Unsupervised methods - Clustering

Last updated on 2026-03-31 | Edit this page

Overview

Questions

What is unsupervised learning?
How can we use clustering to find data points with similar attributes?

Objectives

Understand the difference between supervised and unsupervised learning.
Identify clusters in data using k-means clustering.
Understand the limitations of k-means when clusters overlap.
Use spectral clustering to overcome the limitations of k-means.

Unsupervised learning

In episode 2 we learnt about supervised learning. Now it is time to explore unsupervised learning.

Sometimes we do not have the luxury of using labelled data. This could be for a number of reasons:

We have labelled data, but not enough to accurately train our model
Our existing labelled data is low-quality or innacurate
It is too time-consuming to (manually) label more data
We have data, but no idea what correlations might exist that we could model!

In this case we need to use unsupervised learning. As the name suggests, this time we do not “supervise” the ML algorithm by providing it labels, but instead we let it try to find its own patterns in the data and report back on any correlations that it might find. You can think of unsupervised learning as a way to discover labels from the data itself.

Clustering

Clustering is the grouping of data points which are similar to each other. It can be a powerful technique for identifying patterns in data. Clustering analysis does not usually require any training and is therefore known as an unsupervised learning technique. Clustering can be applied quickly due to this lack of training.
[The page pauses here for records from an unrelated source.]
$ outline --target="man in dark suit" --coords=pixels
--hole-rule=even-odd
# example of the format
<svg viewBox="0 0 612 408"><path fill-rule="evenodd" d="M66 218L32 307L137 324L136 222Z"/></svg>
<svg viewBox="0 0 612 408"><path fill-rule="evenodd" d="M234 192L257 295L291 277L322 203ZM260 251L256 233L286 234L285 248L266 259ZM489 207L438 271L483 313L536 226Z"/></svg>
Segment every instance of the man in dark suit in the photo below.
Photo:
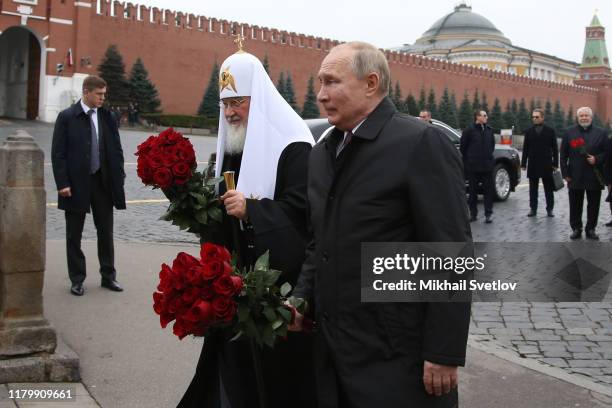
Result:
<svg viewBox="0 0 612 408"><path fill-rule="evenodd" d="M585 235L598 240L595 233L601 190L603 189L602 166L605 162L607 134L604 129L593 126L593 111L582 107L577 111L578 124L567 130L561 142L561 174L567 182L570 201L571 239L582 235L582 207L587 196L587 223ZM583 147L572 147L584 142Z"/></svg>
<svg viewBox="0 0 612 408"><path fill-rule="evenodd" d="M461 135L460 150L463 156L463 166L469 183L470 221L476 221L478 215L478 184L482 184L485 206L485 222L490 224L493 219L493 151L495 137L493 129L487 125L487 112L474 112L474 124L468 126Z"/></svg>
<svg viewBox="0 0 612 408"><path fill-rule="evenodd" d="M363 242L471 242L459 154L397 112L374 46L334 47L319 80L335 128L310 155L314 240L294 291L314 302L319 407L455 407L470 304L362 302L360 252Z"/></svg>
<svg viewBox="0 0 612 408"><path fill-rule="evenodd" d="M544 124L544 111L534 109L531 114L533 126L525 131L523 143L523 158L521 167L527 170L529 179L529 214L528 217L536 215L538 210L538 185L540 179L544 184L544 196L546 197L546 213L554 217L555 207L554 184L552 179L553 170L559 167L559 148L555 130Z"/></svg>
<svg viewBox="0 0 612 408"><path fill-rule="evenodd" d="M84 293L85 255L81 235L85 214L93 214L98 233L102 287L123 288L116 280L113 247L113 206L125 209L123 150L117 122L102 107L106 82L97 76L83 81L83 97L57 117L51 161L58 190L58 208L65 211L66 252L70 292Z"/></svg>

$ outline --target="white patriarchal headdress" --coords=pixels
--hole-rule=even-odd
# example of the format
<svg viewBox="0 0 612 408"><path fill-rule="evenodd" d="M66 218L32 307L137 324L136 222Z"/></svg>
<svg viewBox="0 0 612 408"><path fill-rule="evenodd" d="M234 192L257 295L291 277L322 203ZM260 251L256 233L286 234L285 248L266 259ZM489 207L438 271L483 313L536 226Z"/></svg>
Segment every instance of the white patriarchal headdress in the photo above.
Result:
<svg viewBox="0 0 612 408"><path fill-rule="evenodd" d="M246 197L274 198L278 159L291 143L314 144L306 123L278 93L261 62L246 52L229 56L219 72L221 99L250 96L246 141L236 189ZM228 123L223 108L219 112L217 163L223 166Z"/></svg>

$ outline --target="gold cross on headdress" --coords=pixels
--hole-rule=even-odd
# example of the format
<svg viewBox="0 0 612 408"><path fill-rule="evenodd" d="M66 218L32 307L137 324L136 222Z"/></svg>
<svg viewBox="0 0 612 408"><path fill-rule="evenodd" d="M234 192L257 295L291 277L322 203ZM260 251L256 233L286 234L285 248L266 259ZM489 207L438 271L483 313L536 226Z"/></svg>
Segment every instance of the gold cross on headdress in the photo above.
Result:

Applications of clustering

Looking for trends in data
Reducing the data around a point to just that point (e.g. reducing colour depth in an image)
Pattern recognition

K-means clustering

The k-means clustering algorithm is a simple clustering algorithm that tries to identify the centre of each cluster. It does this by searching for a point which minimises the distance between the centre and all the points in the cluster. The algorithm needs to be told how many k clusters to look for, but a common technique is to try different numbers of clusters and combine it with other tests to decide on the best combination.

Callout

Hyper-parameters again

‘K’ is also an exmaple of a hyper-parameter for the k-means clustering technique. Another example of a hyper-parameter is the N-degrees of freedom for polynomial regression. Keep an eye out for others throughout the lesson!

K-means with Scikit-Learn

To perform a k-means clustering with Scikit-Learn we first need to import the sklearn.cluster module.

PYTHON

import sklearn.cluster as skl_cluster

For this example, we’re going to use Scikit-Learn’s built-in ‘random data blob generator’ instead of using an external dataset. Therefore we’ll need the sklearn.datasets.samples_generator module.

PYTHON

import sklearn.datasets as skl_datasets

Now lets create some random blobs using the make_blobs function. The n_samples argument sets how many points we want to use in all of our blobs while cluster_std sets the standard deviation of the points. The smaller this value the closer together they will be. centers sets how many clusters we’d like. random_state is the initial state of the random number generator. By specifying this value we’ll get the same results every time we run the program. If we don’t specify a random state then we’ll get different points every time we run. This function returns two things: an array of data points and a list of which cluster each point belongs to.

PYTHON

import matplotlib.pyplot as plt

# Lets define a plotting function for ourselves.
def plot_clusters(data, labels, centers=None):
    tx = data[:, 0]
    ty = data[:, 1]
    fig = plt.figure(1, figsize=(4, 4))
    plt.scatter(tx, ty, edgecolor='k', c=labels)
    if centers is not None:
        for cluster_x, cluster_y in centers:
            plt.scatter(cluster_x, cluster_y, s=150, c='white', edgecolor='k', linewidths=1.5, marker='X')
    plt.show()

Lets create the clusters.

PYTHON

data, cluster_id = skl_datasets.make_blobs(n_samples=400, cluster_std=0.75, centers=4, random_state=1)
plot_clusters(data, cluster_id)

A scatter plot of randomly generated clusters. The points are coloured by their cluster id, with four distinct clusters visible.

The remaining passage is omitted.